The validation of NEA_ROMS with ARGO floats revealed the model skills in representing the main water masses in particular MW and LSW for the area located to the south of the Porcupine Bank and the entrance to the Rockall Trough. The location of some Argo floats too close to the boundary has increased the temperature and salinity RMSE because they may have been influenced by model boundary nudging effects.

The maximum RMSE between the model and the CTD temperature profiles was found to be 0.8 °C while it was 0.17 for salinity. The NEA model correctly reproduces the shelf water masses around Ireland.

The use of KPP vertical turbulent closure scheme in the ROMS model can affect the vertical mixing of the salinity and temperature profiles as described in [46,47]. This issue was a potential source of deficiencies between model predictions and observations.

The meanders and eddies at the model domain were well resolved by NEA_ROMS which were not well resolved by CMEMS global. The NEA_ROMS has a higher resolution and more detailed bathymetry in this area, which may be the reasons why the model resolved these meanders and eddies well.

In 2019 the ICC was very strong and well defined along most of the western Irish coast. In conclusion, the results showed that the NEA_ROMS well reproduced the ICC front for the whole simulation period.

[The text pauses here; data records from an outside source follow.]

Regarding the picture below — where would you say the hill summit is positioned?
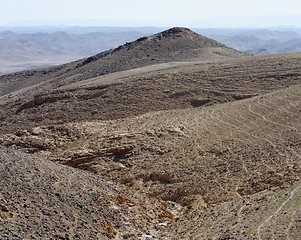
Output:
[0,27,245,95]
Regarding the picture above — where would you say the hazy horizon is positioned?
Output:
[0,0,301,28]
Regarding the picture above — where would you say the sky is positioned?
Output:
[0,0,301,27]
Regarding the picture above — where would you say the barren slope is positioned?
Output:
[0,53,301,132]
[0,28,245,96]
[0,147,176,240]
[2,85,301,239]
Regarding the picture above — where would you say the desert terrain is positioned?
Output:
[0,28,301,240]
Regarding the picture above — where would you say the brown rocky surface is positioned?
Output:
[0,28,301,240]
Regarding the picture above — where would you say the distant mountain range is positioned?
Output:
[0,26,301,74]
[197,29,301,54]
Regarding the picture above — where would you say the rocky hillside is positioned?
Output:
[0,28,244,95]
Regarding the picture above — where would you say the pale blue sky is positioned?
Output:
[0,0,301,27]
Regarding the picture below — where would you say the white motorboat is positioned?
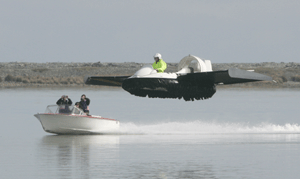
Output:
[34,105,120,134]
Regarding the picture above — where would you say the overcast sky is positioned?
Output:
[0,0,300,63]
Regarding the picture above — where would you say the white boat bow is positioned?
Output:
[34,105,120,134]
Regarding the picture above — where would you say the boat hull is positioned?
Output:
[34,113,120,135]
[122,78,216,101]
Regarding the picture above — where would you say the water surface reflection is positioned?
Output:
[38,135,119,179]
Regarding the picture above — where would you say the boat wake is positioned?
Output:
[120,121,300,135]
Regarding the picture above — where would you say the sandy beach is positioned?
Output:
[0,62,300,88]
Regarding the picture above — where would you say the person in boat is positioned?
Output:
[152,53,167,73]
[56,95,72,113]
[79,94,91,115]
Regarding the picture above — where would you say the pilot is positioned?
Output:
[152,53,167,73]
[56,95,72,113]
[79,94,91,115]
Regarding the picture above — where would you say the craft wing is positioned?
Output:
[84,76,130,86]
[178,68,272,84]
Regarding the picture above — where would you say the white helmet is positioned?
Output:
[154,53,161,59]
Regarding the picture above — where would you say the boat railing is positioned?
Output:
[45,105,86,115]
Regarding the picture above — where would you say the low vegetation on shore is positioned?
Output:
[0,62,300,88]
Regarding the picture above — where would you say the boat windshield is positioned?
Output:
[45,105,86,115]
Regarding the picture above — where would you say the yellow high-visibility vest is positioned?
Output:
[152,59,167,73]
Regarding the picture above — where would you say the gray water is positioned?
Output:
[0,88,300,179]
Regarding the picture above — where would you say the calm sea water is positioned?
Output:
[0,88,300,179]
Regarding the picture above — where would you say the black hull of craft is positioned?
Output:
[122,78,216,101]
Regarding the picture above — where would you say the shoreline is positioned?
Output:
[0,62,300,88]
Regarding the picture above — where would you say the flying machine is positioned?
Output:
[84,55,272,101]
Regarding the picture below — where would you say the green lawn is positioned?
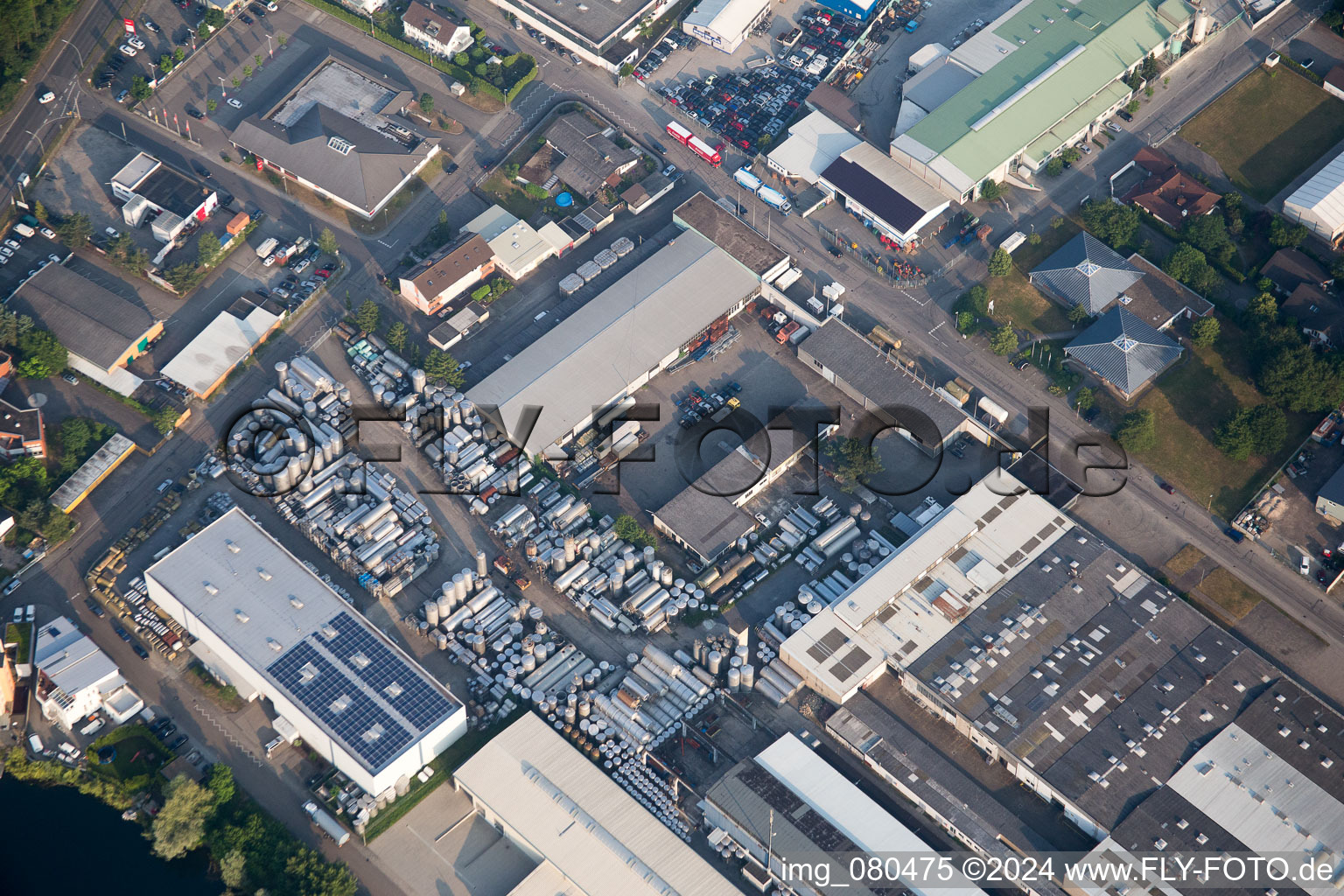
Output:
[985,269,1076,333]
[1134,318,1317,519]
[1180,68,1344,203]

Future work requires the use of high frequency near real time river discharges. The inclusion of data assimilation in the NEA_ROMS operational system is considered to be the next logical step in its ongoing development. Recent applications also include the modelling studies of the biogeochemical cycling. Additionally, indices supporting the implementation of the Marine Strategy Framework Directive (MSFD) are usually obtained from in-situ data. This is a major difficulty in oceanic areas where data are scarce. Validated numerical models can fill this gap. Tools will be developed to obtain indices of interest directly from model results, e.g., areas of upwelling, fronts, eddy index, primary production, trophic status, or even conditions for propagation of noise.